Text generation, streaming, reasoning, and tools API.

TTS Models

Non-realtime and realtime text-to-speech synthesis.

Realtime Models

Bidirectional WebSocket streaming for voice agents.

Embedding Models

Vector representations for retrieval and similarity search.
For core concepts and design principles, see Model. For details on Msg and content blocks, see Msg.

ChatModel

Basic Usage

All chat model classes share a unified __call__ interface. The input to __call__ is the formatted messages — the result of applying a formatter to Msg objects. This formatted input matches the exact format expected by the underlying API provider. Method signature:
async def __call__(
    self,
    messages: list[dict],
    tools: list[dict] | None = None,
    tool_choice: Literal["auto", "none", "required"] | str | None = None,
    structured_model: Type[BaseModel] | None = None,
    **kwargs: Any,
) -> ChatResponse | AsyncGenerator[ChatResponse, None]:
    """
    Call the chat model with formatted messages.

    Args:
        messages: Formatted messages (provider-specific format)
        tools: Optional tool schemas
        tool_choice: Tool invocation mode
        structured_model: Optional Pydantic model for structured output
        **kwargs: Additional provider-specific parameters

    Returns:
        - ChatResponse: when stream=False
        - AsyncGenerator[ChatResponse, None]: when stream=True
    """
Typical workflow when calling a model directly: In AgentScope, agents communicate by passing Msg objects. When calling a model directly (outside an agent), the typical flow is:
  1. Build Msg objects with name, role, and content (text or content blocks)
  2. Use a Formatter to convert [Msg] into the provider-specific message format
  3. Call the ChatModel with the formatted messages to get a ChatResponse
When using an agent (e.g., ReActAgent), steps 2-3 are handled automatically — the agent internally manages the Msg → Formatter → Model → ChatResponse pipeline. Example workflow:
import asyncio
import os
from agentscope.formatter import DashScopeChatFormatter
from agentscope.model import DashScopeChatModel
from agentscope.message import Msg

async def example_model_call():
    # Step 1: Create model and formatter
    model = DashScopeChatModel(
        model_name="qwen-max",
        api_key=os.environ["DASHSCOPE_API_KEY"],
        stream=False,
    )
    formatter = DashScopeChatFormatter()

    # Step 2: Build Msg objects
    user_msg = Msg(name="user", content="Hi!", role="user")
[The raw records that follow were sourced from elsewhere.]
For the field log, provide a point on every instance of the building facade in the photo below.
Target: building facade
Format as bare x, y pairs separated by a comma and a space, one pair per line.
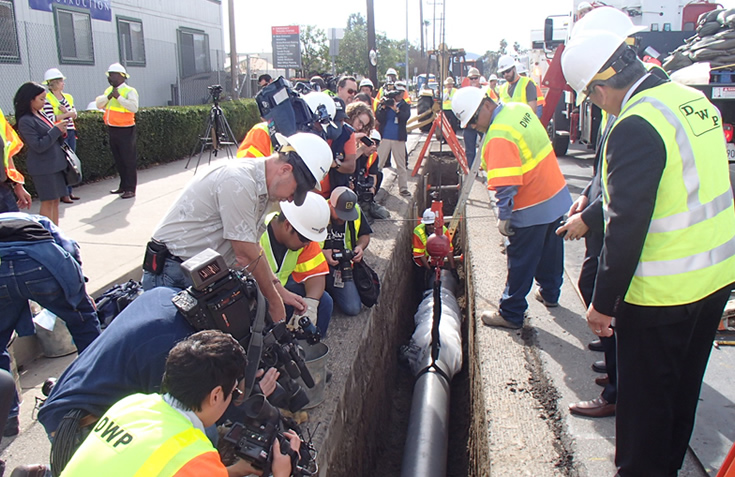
172, 49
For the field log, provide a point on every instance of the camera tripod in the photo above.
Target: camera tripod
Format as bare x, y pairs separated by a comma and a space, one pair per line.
217, 133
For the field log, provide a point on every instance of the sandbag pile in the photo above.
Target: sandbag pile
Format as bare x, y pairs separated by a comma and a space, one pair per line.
714, 42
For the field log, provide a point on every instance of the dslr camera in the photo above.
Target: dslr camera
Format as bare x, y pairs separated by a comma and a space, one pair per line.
260, 426
344, 257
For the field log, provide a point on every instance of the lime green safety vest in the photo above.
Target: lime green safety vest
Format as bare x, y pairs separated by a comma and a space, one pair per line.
115, 113
689, 250
141, 435
519, 93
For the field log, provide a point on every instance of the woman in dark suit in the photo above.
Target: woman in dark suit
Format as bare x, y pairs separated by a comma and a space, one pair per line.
45, 159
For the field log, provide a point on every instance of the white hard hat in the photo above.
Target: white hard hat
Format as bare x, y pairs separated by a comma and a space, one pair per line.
118, 68
465, 103
608, 19
315, 154
429, 216
317, 98
505, 63
52, 73
585, 55
311, 218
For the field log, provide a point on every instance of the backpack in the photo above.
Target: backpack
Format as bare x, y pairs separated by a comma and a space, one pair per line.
114, 300
366, 280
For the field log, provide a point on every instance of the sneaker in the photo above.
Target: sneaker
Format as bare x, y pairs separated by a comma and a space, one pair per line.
539, 298
494, 318
12, 427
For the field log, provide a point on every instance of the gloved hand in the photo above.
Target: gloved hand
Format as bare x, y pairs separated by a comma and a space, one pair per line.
504, 228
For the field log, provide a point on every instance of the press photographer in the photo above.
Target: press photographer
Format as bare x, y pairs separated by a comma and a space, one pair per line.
130, 356
348, 235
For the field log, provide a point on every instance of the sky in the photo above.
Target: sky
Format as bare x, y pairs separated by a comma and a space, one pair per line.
475, 25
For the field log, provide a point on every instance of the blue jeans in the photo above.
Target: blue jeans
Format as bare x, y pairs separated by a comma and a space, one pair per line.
23, 279
8, 202
470, 145
346, 298
173, 276
534, 252
323, 311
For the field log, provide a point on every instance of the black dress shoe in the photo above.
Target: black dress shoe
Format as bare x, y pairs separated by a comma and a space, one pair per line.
599, 367
596, 408
595, 345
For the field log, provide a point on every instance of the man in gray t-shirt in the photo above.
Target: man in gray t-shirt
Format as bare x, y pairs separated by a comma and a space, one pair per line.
225, 210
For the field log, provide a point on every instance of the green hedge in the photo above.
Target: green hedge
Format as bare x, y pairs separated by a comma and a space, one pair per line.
164, 134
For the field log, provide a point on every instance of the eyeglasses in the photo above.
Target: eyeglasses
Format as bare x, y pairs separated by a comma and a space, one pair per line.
301, 238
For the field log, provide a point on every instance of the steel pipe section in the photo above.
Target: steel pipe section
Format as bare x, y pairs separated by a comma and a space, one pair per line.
425, 452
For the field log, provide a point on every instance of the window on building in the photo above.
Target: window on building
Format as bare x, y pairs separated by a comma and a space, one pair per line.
9, 50
74, 36
193, 52
130, 39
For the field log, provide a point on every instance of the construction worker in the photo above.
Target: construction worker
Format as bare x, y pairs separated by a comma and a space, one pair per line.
153, 434
120, 103
447, 96
470, 135
348, 230
516, 89
225, 210
421, 233
668, 257
531, 194
13, 196
292, 246
367, 86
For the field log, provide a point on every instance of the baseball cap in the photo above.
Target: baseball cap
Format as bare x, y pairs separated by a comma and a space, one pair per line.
429, 217
344, 201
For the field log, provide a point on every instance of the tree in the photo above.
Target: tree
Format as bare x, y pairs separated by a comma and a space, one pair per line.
314, 51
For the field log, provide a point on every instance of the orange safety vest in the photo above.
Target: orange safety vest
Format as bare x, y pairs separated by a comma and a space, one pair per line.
517, 152
116, 114
257, 142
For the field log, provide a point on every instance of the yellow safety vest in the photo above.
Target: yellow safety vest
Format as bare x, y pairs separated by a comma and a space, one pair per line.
689, 250
139, 436
447, 102
11, 146
115, 114
290, 262
56, 104
519, 93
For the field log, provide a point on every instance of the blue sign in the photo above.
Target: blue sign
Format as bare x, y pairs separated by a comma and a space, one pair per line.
98, 9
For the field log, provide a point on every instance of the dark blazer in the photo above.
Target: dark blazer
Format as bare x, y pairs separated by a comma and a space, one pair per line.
43, 145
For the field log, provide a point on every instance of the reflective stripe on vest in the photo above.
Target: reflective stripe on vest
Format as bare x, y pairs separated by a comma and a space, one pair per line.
538, 175
519, 93
689, 250
140, 436
115, 114
257, 142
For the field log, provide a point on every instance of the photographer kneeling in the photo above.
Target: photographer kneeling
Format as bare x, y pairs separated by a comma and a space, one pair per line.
152, 434
348, 235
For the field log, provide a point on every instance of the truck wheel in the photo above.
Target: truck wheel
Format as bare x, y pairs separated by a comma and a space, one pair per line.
425, 103
561, 145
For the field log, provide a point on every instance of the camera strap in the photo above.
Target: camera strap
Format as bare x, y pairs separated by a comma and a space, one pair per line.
255, 347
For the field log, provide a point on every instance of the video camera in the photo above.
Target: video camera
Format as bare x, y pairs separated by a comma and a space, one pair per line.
344, 257
253, 438
227, 300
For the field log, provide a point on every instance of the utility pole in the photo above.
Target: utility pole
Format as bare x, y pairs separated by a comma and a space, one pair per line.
372, 68
234, 64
    # Step 3: Format messages (convert to provider-specific format)
    formatted_messages = await formatter.format([user_msg])

    # Step 4: Call model with formatted messages and get ChatResponse
    res = await model(formatted_messages)
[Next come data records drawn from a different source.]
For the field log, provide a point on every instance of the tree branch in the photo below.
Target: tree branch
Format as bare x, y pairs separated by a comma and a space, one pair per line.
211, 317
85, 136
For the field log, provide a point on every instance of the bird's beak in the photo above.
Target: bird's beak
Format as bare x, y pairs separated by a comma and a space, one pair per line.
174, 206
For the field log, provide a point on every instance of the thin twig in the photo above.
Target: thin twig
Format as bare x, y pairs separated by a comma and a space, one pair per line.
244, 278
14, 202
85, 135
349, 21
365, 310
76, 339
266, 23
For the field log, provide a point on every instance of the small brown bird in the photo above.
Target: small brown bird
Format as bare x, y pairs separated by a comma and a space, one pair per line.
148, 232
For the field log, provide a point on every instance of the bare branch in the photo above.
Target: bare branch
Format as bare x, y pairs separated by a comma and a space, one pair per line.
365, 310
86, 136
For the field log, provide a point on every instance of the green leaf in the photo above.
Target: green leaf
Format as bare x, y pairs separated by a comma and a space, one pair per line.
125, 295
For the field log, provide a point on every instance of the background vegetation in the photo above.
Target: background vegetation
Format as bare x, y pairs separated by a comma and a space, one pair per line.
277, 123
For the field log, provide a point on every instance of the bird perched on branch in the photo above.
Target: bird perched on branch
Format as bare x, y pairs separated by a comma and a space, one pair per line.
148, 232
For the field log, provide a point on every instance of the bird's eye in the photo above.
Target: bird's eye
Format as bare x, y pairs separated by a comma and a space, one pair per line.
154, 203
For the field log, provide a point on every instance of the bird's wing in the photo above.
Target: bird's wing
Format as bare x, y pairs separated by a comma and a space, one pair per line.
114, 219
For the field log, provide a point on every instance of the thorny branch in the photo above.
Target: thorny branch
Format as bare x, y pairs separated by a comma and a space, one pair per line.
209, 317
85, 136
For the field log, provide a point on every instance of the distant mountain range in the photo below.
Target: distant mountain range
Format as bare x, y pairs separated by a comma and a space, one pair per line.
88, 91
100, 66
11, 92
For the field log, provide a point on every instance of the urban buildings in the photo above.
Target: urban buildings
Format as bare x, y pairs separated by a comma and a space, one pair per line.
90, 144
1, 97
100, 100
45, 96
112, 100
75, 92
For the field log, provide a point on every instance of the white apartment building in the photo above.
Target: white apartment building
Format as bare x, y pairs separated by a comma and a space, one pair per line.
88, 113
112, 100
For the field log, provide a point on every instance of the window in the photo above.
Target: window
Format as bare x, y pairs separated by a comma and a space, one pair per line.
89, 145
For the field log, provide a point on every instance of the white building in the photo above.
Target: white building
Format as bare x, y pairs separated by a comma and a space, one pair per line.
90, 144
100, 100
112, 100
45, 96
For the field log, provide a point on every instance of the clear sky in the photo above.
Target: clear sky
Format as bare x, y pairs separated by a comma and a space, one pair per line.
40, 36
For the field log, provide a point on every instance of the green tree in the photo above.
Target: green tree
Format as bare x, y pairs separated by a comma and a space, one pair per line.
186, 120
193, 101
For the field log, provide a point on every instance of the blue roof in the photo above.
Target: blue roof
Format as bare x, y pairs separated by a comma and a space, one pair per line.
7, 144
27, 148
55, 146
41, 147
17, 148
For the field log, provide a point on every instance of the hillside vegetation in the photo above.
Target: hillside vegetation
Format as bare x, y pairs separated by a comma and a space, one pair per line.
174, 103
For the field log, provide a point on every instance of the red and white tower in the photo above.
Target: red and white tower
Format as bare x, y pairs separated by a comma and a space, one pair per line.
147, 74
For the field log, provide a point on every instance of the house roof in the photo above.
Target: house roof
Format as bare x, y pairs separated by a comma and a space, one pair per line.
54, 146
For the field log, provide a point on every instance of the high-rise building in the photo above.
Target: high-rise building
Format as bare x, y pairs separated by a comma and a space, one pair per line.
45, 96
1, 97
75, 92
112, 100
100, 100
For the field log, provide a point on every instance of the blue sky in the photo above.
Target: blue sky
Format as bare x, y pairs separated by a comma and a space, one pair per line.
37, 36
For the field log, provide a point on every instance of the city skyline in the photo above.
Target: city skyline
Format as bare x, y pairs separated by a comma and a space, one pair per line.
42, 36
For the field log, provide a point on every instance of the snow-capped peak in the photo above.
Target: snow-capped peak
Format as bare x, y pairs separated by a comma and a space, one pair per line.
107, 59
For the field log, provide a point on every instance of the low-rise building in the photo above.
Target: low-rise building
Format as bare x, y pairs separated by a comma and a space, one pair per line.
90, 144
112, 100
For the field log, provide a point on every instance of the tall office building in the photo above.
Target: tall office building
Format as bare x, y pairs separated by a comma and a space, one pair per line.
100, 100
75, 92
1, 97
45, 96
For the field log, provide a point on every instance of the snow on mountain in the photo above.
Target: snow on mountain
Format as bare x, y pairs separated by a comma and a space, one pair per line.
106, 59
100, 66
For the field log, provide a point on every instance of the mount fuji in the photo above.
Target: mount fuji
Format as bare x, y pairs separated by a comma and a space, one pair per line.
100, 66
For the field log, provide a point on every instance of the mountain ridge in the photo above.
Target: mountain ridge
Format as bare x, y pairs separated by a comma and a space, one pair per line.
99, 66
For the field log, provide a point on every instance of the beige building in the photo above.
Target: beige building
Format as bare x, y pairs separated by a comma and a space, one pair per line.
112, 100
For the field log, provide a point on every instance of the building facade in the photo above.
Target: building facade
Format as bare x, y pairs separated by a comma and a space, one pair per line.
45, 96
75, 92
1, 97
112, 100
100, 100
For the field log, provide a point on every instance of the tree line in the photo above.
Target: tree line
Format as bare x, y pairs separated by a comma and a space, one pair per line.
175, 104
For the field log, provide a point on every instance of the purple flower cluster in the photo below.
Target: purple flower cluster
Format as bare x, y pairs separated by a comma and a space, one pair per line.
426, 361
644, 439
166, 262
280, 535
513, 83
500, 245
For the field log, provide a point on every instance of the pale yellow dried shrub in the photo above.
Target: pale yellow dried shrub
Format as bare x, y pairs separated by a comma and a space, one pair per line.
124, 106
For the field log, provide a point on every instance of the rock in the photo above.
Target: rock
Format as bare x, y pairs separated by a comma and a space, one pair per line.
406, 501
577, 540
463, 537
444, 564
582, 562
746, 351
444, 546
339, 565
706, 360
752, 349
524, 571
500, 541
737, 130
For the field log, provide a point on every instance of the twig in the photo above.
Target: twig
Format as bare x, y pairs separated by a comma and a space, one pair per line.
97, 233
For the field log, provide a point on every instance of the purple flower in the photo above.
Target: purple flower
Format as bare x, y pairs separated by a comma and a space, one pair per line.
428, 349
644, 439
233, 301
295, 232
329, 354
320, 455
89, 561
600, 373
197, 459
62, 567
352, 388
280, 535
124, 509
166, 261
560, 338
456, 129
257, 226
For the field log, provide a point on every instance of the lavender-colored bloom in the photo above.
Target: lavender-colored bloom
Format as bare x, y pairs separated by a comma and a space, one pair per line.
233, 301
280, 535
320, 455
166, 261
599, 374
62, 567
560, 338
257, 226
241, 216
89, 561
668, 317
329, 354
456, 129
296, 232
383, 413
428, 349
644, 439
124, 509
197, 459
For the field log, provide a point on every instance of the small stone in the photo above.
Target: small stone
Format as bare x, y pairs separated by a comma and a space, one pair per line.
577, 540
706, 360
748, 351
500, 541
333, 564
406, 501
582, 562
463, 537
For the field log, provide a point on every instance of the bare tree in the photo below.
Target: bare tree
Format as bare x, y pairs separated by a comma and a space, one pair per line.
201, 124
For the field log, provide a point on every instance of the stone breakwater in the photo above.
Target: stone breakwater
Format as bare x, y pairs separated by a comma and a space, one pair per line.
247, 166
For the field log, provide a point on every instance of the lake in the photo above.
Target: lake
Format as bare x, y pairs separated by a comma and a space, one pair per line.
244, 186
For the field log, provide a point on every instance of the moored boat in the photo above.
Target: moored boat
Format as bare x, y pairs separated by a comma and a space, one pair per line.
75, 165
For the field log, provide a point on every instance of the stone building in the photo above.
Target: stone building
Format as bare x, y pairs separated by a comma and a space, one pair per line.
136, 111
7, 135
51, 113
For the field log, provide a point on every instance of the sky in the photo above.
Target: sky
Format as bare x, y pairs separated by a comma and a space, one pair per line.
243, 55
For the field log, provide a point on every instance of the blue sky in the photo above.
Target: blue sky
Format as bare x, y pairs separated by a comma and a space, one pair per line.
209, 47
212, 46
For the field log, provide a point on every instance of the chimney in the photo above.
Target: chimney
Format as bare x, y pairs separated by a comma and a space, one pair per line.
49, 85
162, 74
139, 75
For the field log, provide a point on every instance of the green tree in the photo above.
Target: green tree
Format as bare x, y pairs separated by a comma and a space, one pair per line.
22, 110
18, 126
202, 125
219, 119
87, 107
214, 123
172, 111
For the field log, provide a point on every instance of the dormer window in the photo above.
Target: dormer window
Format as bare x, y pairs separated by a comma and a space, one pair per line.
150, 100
    print("Response:", res.content)
    print("Usage:", res.usage)

asyncio.run(example_model_call())
The key point: ChatModel accepts formatted messages (the output of a formatter), not raw Msg objects. This design allows each model to receive input in its native API format. The model returns a ChatResponse object containing the generated content and usage information.

Streaming

To enable streaming, set stream=True in the constructor. When streaming is enabled, __call__ returns an async generator that yields ChatResponse instances.
Streaming in AgentScope is accumulative — each chunk contains all previous content plus newly generated content, not just the delta. This simplifies consumption since you always have the complete current state without tracking deltas.
async def example_streaming():
    model = DashScopeChatModel(
        model_name="qwen-max",
        api_key=os.environ["DASHSCOPE_API_KEY"],
        stream=True,
    )
    formatter = DashScopeChatFormatter()

    user_msg = Msg(name="user", content="Count from 1 to 5.", role="user")
    formatted_messages = await formatter.format([user_msg])

    # Get async generator
    generator = await model(formatted_messages)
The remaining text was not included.